There was another variety of the tourist breed whose trail I most earnestly desired to cross. I refer to the creature who must be closely watched to prevent him, or her, from carrying off valuable relics as souvenirs, and defacing monuments and statues and disfiguring holy places with an inconsequential signature. In the flesh—and such a person must be all flesh and no soul—I never caught up with him, but more than once I came upon his fresh spoor.

In Venice our guide took us to see the nether prisons of the Palace of the Doges. From the level of the Bridge of Sighs we tramped down flights of stone stairs, one flight after another, until we had passed the hole through which the bodies of state prisoners, secretly killed at night, were shoved out into waiting gondolas and had passed also the room where pincers and thumbscrew once did their hideous work, until we came to a cellar of innermost, deepermost cells, fashioned out of the solid rock and stretching along a corridor that was almost as dark as the cells themselves. Here, so we were told, countless wretched beings, awaiting the tardy pleasure of the torturer or the headsman, had moldered in damp and filth and pitchy blackness, knowing day from night only by the fact that once in twenty-four hours food would be slipped through a hole in the wall by unseen hands; lying here until oftentimes death or the cruel mercy of madness came upon them before the overworked executioner found time to rack their limbs or lop off their heads.

We were told that two of these cells had been preserved exactly as they were in the days of the Doges, with no alteration except that lights had been swung from the ceilings. We could well accept this statement as the truth, for when the guide led us through a low doorway and flashed on an electric bulb we saw that the place where we stood was round like a jug and bare as an empty jug, with smooth stone walls and rough stone floor; and that it contained for furniture just two things—a stone bench upon which the captive might lie or sit and, let into the wall, a great iron ring, to which his chains were made fast so that he moved always to their grating accompaniment and the guard listening outside might know by the telltale clanking whether the entombed man still lived.

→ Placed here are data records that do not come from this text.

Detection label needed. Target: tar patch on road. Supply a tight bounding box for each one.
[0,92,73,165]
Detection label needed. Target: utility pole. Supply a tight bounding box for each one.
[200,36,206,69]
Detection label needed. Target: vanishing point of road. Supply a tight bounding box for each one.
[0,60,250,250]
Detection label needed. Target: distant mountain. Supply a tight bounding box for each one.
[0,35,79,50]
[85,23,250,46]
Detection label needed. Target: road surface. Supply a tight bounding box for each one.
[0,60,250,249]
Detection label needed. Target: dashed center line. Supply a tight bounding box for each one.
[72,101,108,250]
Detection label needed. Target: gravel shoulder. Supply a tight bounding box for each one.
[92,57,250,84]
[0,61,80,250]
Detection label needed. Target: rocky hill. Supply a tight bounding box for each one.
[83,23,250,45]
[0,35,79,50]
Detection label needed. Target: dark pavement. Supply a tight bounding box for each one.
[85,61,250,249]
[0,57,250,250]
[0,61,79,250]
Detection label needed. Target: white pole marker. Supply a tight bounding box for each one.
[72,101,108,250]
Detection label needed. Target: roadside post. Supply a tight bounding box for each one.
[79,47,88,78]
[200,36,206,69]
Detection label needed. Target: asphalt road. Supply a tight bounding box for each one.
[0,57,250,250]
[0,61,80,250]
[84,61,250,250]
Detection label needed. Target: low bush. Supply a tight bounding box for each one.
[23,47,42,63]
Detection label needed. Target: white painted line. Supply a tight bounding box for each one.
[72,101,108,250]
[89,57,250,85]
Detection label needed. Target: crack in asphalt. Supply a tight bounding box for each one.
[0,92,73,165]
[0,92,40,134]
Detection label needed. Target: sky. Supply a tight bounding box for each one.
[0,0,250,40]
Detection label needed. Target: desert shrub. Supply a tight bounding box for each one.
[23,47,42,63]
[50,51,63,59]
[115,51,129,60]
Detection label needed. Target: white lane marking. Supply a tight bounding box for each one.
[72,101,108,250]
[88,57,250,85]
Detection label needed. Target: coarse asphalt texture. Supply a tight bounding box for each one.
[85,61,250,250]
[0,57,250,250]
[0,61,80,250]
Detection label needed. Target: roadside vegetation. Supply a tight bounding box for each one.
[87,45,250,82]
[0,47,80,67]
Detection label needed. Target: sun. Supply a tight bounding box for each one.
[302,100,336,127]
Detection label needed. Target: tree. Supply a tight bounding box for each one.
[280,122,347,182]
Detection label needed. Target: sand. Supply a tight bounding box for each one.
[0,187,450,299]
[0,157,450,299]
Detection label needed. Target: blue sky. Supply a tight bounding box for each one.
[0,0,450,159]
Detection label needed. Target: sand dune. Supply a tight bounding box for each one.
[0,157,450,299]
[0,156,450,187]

There was one other decoration in this hole—a thing more incongruous even than the modern lighting fixtures; and this stood out in bold black lettering upon the low-sloped ceiling. A pair of vandals, a man and wife—no doubt with infinite pains—had smuggled in brush and marking pot and somehow or other—I suspect by bribing guides and guards—had found the coveted opportunity of inscribing their names here in the Doges' black dungeon. With their names they had written their address too, which was a small town in the Northwest, and after it the legend: "Send us a postal card."

I imagine that then this couple, having accomplished this feat, regarded their trip to Europe as being rounded out and complete, and went home again, satisfied and rejoicing. Send them a postal card? Somebody should send them a deep-dish poison-pie!